Fakes, forgeries, misrepresentations, deceptions, false attributions are all unethical. But, when there’s a good one, I can’t get past the skill, artistry, ingenuity, and talent, all those things we value in an artist, that it took to make a solid, fool-the-experts copy. Think about it. Is the forger any less talented than the original artist? Is the fake any less beautiful? Hasn’t the copyist the exact same refined skills and technical prowess? The skill and knowledge it took to make the original is no greater that what it takes to make a believable copy. In fact, it requires a good deal of extra effort to realistically replicate the aged original, more than what it takes to merely make an accurate copy brush stroke for brush stroke. An honest reproduction presented as a copy is laudable.

In the art world, there is a fixation on “original.” Why? Because the lofty pricing is based on the principles of real, authentic, original, and the idea that only the original artist is capable of doing that, and no one else has the talent, skill, etc., to make an equally good work of art. Well, that frankly, and obviously, has been proven false time and time again. There are artists all over the world just as talented. And there’s the rub.
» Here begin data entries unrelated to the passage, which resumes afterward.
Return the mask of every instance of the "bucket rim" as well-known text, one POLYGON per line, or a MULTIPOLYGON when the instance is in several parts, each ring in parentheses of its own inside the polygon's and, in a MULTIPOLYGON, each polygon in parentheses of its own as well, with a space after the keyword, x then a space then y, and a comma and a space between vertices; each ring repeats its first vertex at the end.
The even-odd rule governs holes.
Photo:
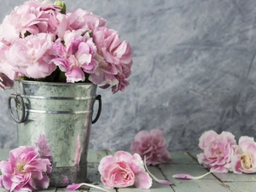
POLYGON ((97 86, 93 83, 76 82, 76 83, 64 83, 64 82, 48 82, 48 81, 32 81, 32 80, 14 80, 14 82, 29 84, 48 84, 48 85, 94 85, 97 86))

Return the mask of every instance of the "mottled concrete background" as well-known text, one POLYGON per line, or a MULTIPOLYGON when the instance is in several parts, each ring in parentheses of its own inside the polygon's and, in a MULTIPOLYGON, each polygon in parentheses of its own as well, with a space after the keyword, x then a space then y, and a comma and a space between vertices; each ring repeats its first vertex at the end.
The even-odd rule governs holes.
MULTIPOLYGON (((3 20, 24 1, 0 0, 3 20)), ((197 149, 205 131, 256 134, 256 1, 67 0, 67 9, 100 15, 134 50, 131 85, 98 90, 103 108, 90 148, 129 149, 141 130, 164 131, 170 150, 197 149)), ((0 95, 0 147, 16 126, 0 95)))

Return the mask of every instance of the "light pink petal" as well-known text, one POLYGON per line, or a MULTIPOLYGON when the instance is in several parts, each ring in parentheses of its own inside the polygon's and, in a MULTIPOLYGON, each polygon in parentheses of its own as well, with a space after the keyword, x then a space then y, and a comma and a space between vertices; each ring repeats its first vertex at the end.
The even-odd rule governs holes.
POLYGON ((113 154, 114 158, 117 161, 125 161, 125 162, 131 162, 133 159, 133 156, 125 151, 118 151, 113 154))
POLYGON ((109 192, 109 190, 107 190, 107 189, 105 189, 103 188, 100 188, 100 187, 97 187, 96 185, 89 184, 89 183, 73 183, 73 184, 67 185, 67 190, 76 190, 76 189, 78 189, 79 187, 81 187, 83 185, 85 185, 85 186, 90 187, 90 188, 96 188, 96 189, 101 189, 102 191, 109 192))
POLYGON ((197 176, 197 177, 194 177, 194 176, 191 176, 189 174, 180 173, 180 174, 175 174, 175 175, 173 175, 172 177, 174 177, 174 178, 179 178, 179 179, 200 179, 200 178, 202 178, 202 177, 206 177, 207 175, 211 174, 212 172, 216 172, 218 169, 212 170, 212 171, 211 171, 209 172, 207 172, 206 174, 203 174, 201 176, 197 176))
POLYGON ((0 89, 9 90, 14 86, 14 81, 0 73, 0 89))
POLYGON ((112 155, 108 155, 108 156, 103 157, 101 160, 100 165, 98 166, 99 172, 101 174, 102 174, 104 167, 107 167, 108 165, 115 163, 115 162, 116 162, 116 159, 112 155))
POLYGON ((47 175, 44 174, 41 180, 34 179, 34 183, 37 186, 42 189, 47 189, 49 184, 49 178, 47 175))
POLYGON ((81 68, 73 66, 69 71, 65 73, 67 83, 74 83, 79 81, 84 81, 84 73, 81 68))
POLYGON ((149 189, 152 186, 152 178, 146 172, 141 172, 135 175, 134 185, 139 189, 149 189))

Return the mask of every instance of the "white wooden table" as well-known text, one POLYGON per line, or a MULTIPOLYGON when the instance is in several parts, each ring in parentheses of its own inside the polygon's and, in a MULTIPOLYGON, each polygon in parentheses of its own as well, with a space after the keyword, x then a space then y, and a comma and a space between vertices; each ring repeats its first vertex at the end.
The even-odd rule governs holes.
MULTIPOLYGON (((0 160, 6 160, 8 157, 8 149, 0 149, 0 160)), ((113 154, 108 151, 90 151, 88 157, 88 178, 92 184, 102 187, 100 181, 100 174, 97 172, 99 161, 107 154, 113 154)), ((187 152, 171 152, 172 162, 170 164, 162 164, 157 166, 148 166, 149 171, 160 179, 168 179, 174 183, 175 185, 166 186, 160 185, 153 182, 149 189, 139 189, 133 187, 125 189, 110 189, 113 192, 249 192, 256 191, 256 174, 241 174, 234 173, 213 173, 200 180, 180 180, 172 177, 177 173, 189 173, 193 176, 202 175, 208 171, 197 163, 195 158, 196 153, 187 152)), ((0 189, 0 192, 3 192, 0 189)), ((40 190, 45 192, 65 192, 65 188, 49 188, 40 190)), ((79 191, 99 191, 96 189, 84 188, 79 191)))

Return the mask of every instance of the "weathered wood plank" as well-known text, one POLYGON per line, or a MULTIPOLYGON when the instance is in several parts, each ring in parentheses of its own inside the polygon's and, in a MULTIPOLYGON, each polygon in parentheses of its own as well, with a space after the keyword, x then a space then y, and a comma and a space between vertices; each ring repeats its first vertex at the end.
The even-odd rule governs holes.
MULTIPOLYGON (((200 153, 201 153, 201 151, 189 152, 189 154, 194 158, 196 158, 196 154, 200 153)), ((252 182, 252 181, 255 181, 256 179, 256 174, 246 174, 246 173, 236 174, 233 172, 228 172, 228 173, 213 172, 212 174, 224 183, 224 182, 252 182), (255 179, 253 179, 253 177, 254 177, 255 179)))
POLYGON ((186 152, 171 152, 170 154, 172 159, 172 164, 198 164, 197 160, 186 152))
MULTIPOLYGON (((93 184, 101 188, 104 188, 102 183, 101 182, 101 175, 98 172, 98 166, 99 163, 88 163, 88 170, 87 170, 87 177, 89 179, 89 183, 93 184)), ((116 189, 108 189, 110 192, 116 192, 116 189)), ((58 192, 67 192, 69 190, 66 189, 66 188, 58 188, 58 192)), ((94 188, 89 188, 86 186, 83 186, 79 189, 79 191, 100 191, 99 189, 94 188)))
POLYGON ((236 174, 234 172, 213 172, 212 174, 215 175, 215 177, 217 177, 222 182, 253 182, 255 180, 253 177, 256 179, 256 174, 236 174))
POLYGON ((201 165, 178 165, 178 164, 162 164, 159 166, 163 174, 174 183, 173 189, 179 191, 230 191, 224 183, 218 181, 213 175, 210 174, 199 180, 181 180, 172 178, 172 175, 177 173, 188 173, 193 176, 200 176, 207 172, 207 170, 201 165))
POLYGON ((256 182, 232 182, 225 183, 233 192, 255 192, 256 182))
MULTIPOLYGON (((148 167, 149 172, 154 174, 156 177, 160 179, 166 179, 160 169, 156 166, 149 166, 148 167)), ((157 183, 156 182, 153 181, 152 187, 149 189, 137 189, 135 187, 132 188, 123 188, 123 189, 119 189, 119 192, 130 192, 130 191, 134 191, 134 192, 171 192, 174 191, 170 185, 161 185, 157 183)))
POLYGON ((57 188, 55 187, 49 187, 47 189, 40 189, 40 190, 34 190, 35 192, 40 192, 40 191, 44 191, 44 192, 56 192, 57 191, 57 188))

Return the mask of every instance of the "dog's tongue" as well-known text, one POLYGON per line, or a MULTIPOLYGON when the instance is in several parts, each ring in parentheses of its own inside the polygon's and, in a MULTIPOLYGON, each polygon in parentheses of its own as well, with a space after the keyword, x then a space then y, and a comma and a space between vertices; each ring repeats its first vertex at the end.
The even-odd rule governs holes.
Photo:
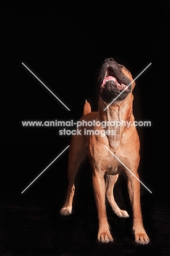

If there are many artists, perhaps thousand, or tens of thousands, or hundreds of thousands of artists, equally talented as the old masters, the price of big-name originals would collapse. No one would get rich on the labor, talent, skill, creativity, imagination, knowledge of a dead artist (or even a highly praised living one). Think about that for a second or two. Talentless, mindless, unskilled, unimaginative, fooled by the fakers, know-nothing collectors, dealers and auctioneers get rich on reselling someone else’s labor, someone else’s talent, someone else’s creative imagination.

Obviously, a crash of the high-stakes art market would have collectors and dealers looking like their Modigliani paintings. The real, true, honest value would settle down and the profit motive for fakes would shrivel. We’d still have the original. It would still be worth more than a copy. But the worth would not be so grossly exaggerated. We’d still appreciate the originality of the original. We’d still praise the first. The original would still be rare. But, best of all, instead of piling undue praise and attention on a few celebrities, we’d have a new appreciation for the talent that’s right here, right now, right around the corner. We’d have a new world of great work, affordable work. We’d have employed artists making a living. And you wouldn’t have to be a nouveau robber baron to own something special.

Actually, you don’t need to be rich even now. There are great artists everywhere. All you have to do is look. All you have to do is ignore the experts whose knowledge is severely limited to only a few big names that everyone already knows. The knowledge of the experts really ain’t so special. And they ain’t so smart. If they were, they’d be looking beyond the masters. They’d be searching for the current talent.